The problem: HUFH runs lifesaving health care programs that treat malnutrition in children and in expectant and nursing mothers, and that promote breast feeding and other healthy behaviors. When children and mothers graduate from our programs, however, they are faced with the same issue that put them in the programs in the first place: food insecurity. Haiti has long had the highest level of food insecurity in the Western Hemisphere, with over 40% of the population living in daily hunger, putting them at risk of malnutrition, stunting, infection and death.
The solution: A serendipitous introduction led us to OneSparrowDC (“OS”), a nonprofit organization that focuses on two pillars, agriculture and community health education.
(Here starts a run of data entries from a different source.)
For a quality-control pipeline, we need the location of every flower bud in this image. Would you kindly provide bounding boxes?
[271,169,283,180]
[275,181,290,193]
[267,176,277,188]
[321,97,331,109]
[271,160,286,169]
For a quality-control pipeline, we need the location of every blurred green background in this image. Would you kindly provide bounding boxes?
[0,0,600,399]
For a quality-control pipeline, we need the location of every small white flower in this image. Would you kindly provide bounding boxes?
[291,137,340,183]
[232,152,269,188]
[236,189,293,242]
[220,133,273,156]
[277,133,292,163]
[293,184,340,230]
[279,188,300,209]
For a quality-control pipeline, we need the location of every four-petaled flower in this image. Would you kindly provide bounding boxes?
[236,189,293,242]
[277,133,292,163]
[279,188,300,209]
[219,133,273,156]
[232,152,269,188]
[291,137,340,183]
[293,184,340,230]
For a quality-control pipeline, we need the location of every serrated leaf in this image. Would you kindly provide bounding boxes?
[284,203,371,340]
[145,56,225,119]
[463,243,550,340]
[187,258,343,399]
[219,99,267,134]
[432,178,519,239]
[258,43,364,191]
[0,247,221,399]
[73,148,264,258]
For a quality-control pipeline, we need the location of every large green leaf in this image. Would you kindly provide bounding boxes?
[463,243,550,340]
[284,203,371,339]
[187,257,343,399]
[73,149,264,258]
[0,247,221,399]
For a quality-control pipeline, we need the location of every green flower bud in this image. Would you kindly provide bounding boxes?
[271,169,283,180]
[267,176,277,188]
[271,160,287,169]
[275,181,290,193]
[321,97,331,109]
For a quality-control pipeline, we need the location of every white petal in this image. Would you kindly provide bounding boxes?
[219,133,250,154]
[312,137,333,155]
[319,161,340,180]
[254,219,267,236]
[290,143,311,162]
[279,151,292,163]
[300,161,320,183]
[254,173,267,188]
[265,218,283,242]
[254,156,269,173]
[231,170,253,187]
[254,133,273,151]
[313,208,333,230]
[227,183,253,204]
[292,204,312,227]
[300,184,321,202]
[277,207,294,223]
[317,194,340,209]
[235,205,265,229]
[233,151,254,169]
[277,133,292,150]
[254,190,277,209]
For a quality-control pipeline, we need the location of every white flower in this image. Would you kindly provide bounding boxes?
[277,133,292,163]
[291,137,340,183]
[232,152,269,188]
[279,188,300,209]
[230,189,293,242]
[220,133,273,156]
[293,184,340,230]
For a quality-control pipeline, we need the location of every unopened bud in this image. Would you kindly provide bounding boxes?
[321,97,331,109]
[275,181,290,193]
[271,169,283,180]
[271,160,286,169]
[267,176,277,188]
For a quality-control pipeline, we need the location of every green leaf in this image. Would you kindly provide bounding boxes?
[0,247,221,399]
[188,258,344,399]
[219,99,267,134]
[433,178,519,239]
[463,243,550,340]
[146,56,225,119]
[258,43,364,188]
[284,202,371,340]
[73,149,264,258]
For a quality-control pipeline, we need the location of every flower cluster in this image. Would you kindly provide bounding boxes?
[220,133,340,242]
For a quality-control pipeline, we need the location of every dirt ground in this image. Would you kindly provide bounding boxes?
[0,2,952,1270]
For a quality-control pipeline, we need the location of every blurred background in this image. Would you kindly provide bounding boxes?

OS already runs a community farm in the Cap Haitien area where children and their families learn how to farm and how to take their produce to market. Together, HUFH and OS are bringing farming to the families in the communities we serve.
Our collaboration has already begun: Hovard, OS’s chief agronomist, together with Thermitus, HUFH’s in-country executive director, and HUFH’s malnutrition program staff, met with the families enrolled in our malnutrition program in Limonade, the site of the pilot program. In an effort to empower families facing the challenges of hunger, OS and HUFH are providing the seeds, tools, and skills education to enable our families to turn their small plots into farms to cultivate and grow nutritious foods.
Accompanied by our TSKs (community health workers), Hovard has been visiting the families’ homes to pick garden sites and make sure there is water nearby for irrigation (thankfully, HUFH has built multiple clean water wells that will help in this effort). Families are choosing the crops they want to raise. The weekly skills training sessions include lessons on how to plant, cultivate, use, and sell their crops. This instruction will supplement the education sessions we already run at our healthcare program sites, which address the basics of good nutrition, the importance of breastfeeding, meal planning, and the importance of water sanitation and proper hygiene.
The future: Eventually, our individual family farms will combine to form co-ops which will share the harvest, with the goal of creating a CSA (community supported agriculture), increasing access to healthy food, combating malnutrition, and creating new opportunities for job development, all leading towards better health for the entire community. We expect to implement the program in all of the communities that we serve, and invite people in all of our programs to participate: an empowering and inclusive approach to wholesome nutrition for the whole community.
This exciting new partnership between HUFH and OS is aspirational: to create an environment where children and their families can do more than just survive, but can truly thrive!